Faisons  en sorte  que  cessent  les  pleurs, quel  que  soit  le  camp  auquel on  appartient. On  peut  y  parvenir,  nous  en  avons  les moyens, nous devons tous  avoir  la  volonté. Regardez  les acteurs  de  l’histoire  de  notre pays  et  dites-moi  qui  n’a  pas été  ami à qui, finalement ?   le président  de  la  République, Alassane  ouattara,  a  bel  et bien  été ami  au  président Laurent Gbagbo à un moment donné.  Ce  n’est  pas  quelque chose  de caché.  Je  suis  de ceux  qui  souhaitent  que  le président  de  la  République prenne  sur lui  de  libérer  tous les  civils  comme  militaires, ceux  qui  sont  en prison  du fait des évènements  qu’on  a connus  en  2011.

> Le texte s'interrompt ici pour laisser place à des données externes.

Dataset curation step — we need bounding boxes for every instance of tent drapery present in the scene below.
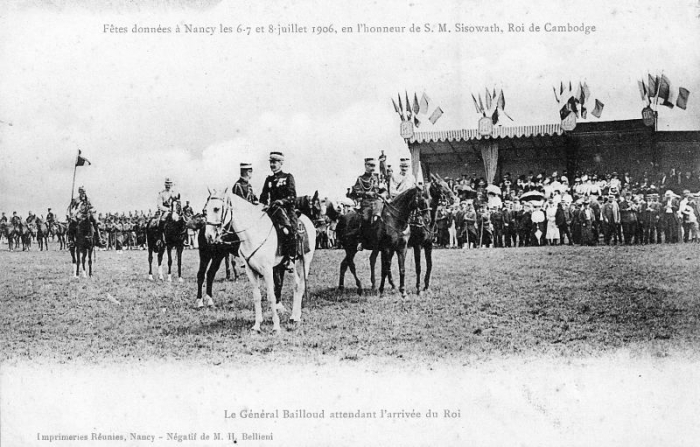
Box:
[481,141,498,185]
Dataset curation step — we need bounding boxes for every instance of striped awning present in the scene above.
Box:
[409,123,564,143]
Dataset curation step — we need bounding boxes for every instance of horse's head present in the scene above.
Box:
[429,174,455,208]
[170,199,182,222]
[203,188,231,244]
[185,213,207,231]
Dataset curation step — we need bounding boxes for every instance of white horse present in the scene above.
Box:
[204,188,316,333]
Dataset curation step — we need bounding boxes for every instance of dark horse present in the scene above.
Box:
[408,175,454,295]
[68,217,97,278]
[36,218,49,251]
[49,222,67,250]
[334,187,422,296]
[187,209,241,308]
[146,200,187,282]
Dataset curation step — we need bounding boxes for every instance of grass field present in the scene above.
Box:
[0,244,700,364]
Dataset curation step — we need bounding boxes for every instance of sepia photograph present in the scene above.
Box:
[0,0,700,447]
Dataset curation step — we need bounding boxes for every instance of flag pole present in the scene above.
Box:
[68,149,80,214]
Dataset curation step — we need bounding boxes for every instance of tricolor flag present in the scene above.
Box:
[75,150,92,166]
[420,92,430,115]
[472,93,482,113]
[391,98,403,121]
[428,107,442,124]
[406,91,413,121]
[676,87,690,110]
[637,80,647,101]
[591,99,605,118]
[647,75,659,100]
[659,75,673,109]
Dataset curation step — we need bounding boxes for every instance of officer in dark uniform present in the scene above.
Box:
[260,151,298,271]
[231,163,258,204]
[348,158,382,251]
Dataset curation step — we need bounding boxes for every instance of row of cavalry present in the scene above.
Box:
[4,176,453,333]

En  retour,  je demande  à  nous  tous  qui sommes  dehors,  de  tenir  un discours  et  une posture qui facilitent  ces  libérations.  Tant que  nous  allons  rêver  d’un grand  soir  de vendetta  ou  de révolution  et  qu’on  va  se  donner  le  sentiment  d’attendre  ce grand soir  de  règlement  de comptes  ou  de  vengeance, nous  ne  serons  pas  en  train de faciliter  la  libération  des personnes,  ni  de  faciliter  la normalisation  de  la  situation.

Vous êtes  en train  de  dire que le  Chef de l’Etat Alassane  Ouattara  est  un homme d’ouverture  ou plus  humaniste  qu’on  ne  le dit  souvent  ?

Il  faut  rendre  à  César  ce  qui est  à  César  et  à  Dieu  ce  qui est  à  Dieu.  Nous  avons parfois  laissé  passer  trop  d’opportunités.  Déjà  en  2011,  par exemple,  le  président Ouattara  a  souhaité  que  le  Fpi  soit au  gouvernement.  C’est  nous qui  avions  refusé à  l’époque. On me dira que c’était  encore la  belligérance.  Mais  je  crois qu’une présence  du  Fpi  au gouvernement aurait certainement  accéléré  la  baisse  de  la méfiance,  la  normalisation  et surtout  la  possibilité  d’obtenir plus  rapidement  des choses qu’on  obtient  aujourd’hui  un peu plus difficilement.

J’ai  bon espoir  que si  nous continuons sur  cette  lancée, si l’opposition continue  d’avoir le  discours  et la  posture  qui  favorisent  la confiance  et  la  paix,  tous  nos camarades détenus recouvreront  la  liberté  très  bientôt.  On peut  être  sévère,  tout  en  restant dans  la  critique  démocratique  et  objective,  comme  le fait  le  Fpi,  sans  avoir  de projets  de  déstabilisation. Nous avons  connu  des  moments très  difficiles. Aujourd’hui, il  y  a une  normalisation.  Que  chacun  apporte  sa  pierre  à  l’édifice  de  cette normalisation.

Êtes-vous  satisfait  du processus  de  dégel  des avoirs ?

Sauf  erreur  de  ma  part,  tous les  comptes  ont  été  dégelés. Mais  d’autres  vivent des situations  particulières.  Par exemple  ceux  qui  font  des  affaires  ou   qui ont des créances au  trésor  ou  ailleurs  ont  plus de  contraintes.   Quand  on passe d’un régime à un autre, dans un contexte aussi difficile que  celui  que  nous  avons connu,  tout  ne  va pas  de  soi. Néanmoins, je peux vous dire que  les  gens  sont  ouverts.  Je le  sais, puisque  je  suis  moi-même  concerné.  Je  suis,  en gros,  satisfait  du  processus. Je souhaite  que  cette  décrispation  continue  et  qu’au-delà des  comptes  débloqués,  les personnes  qui  ont  des créances puissent en jouir.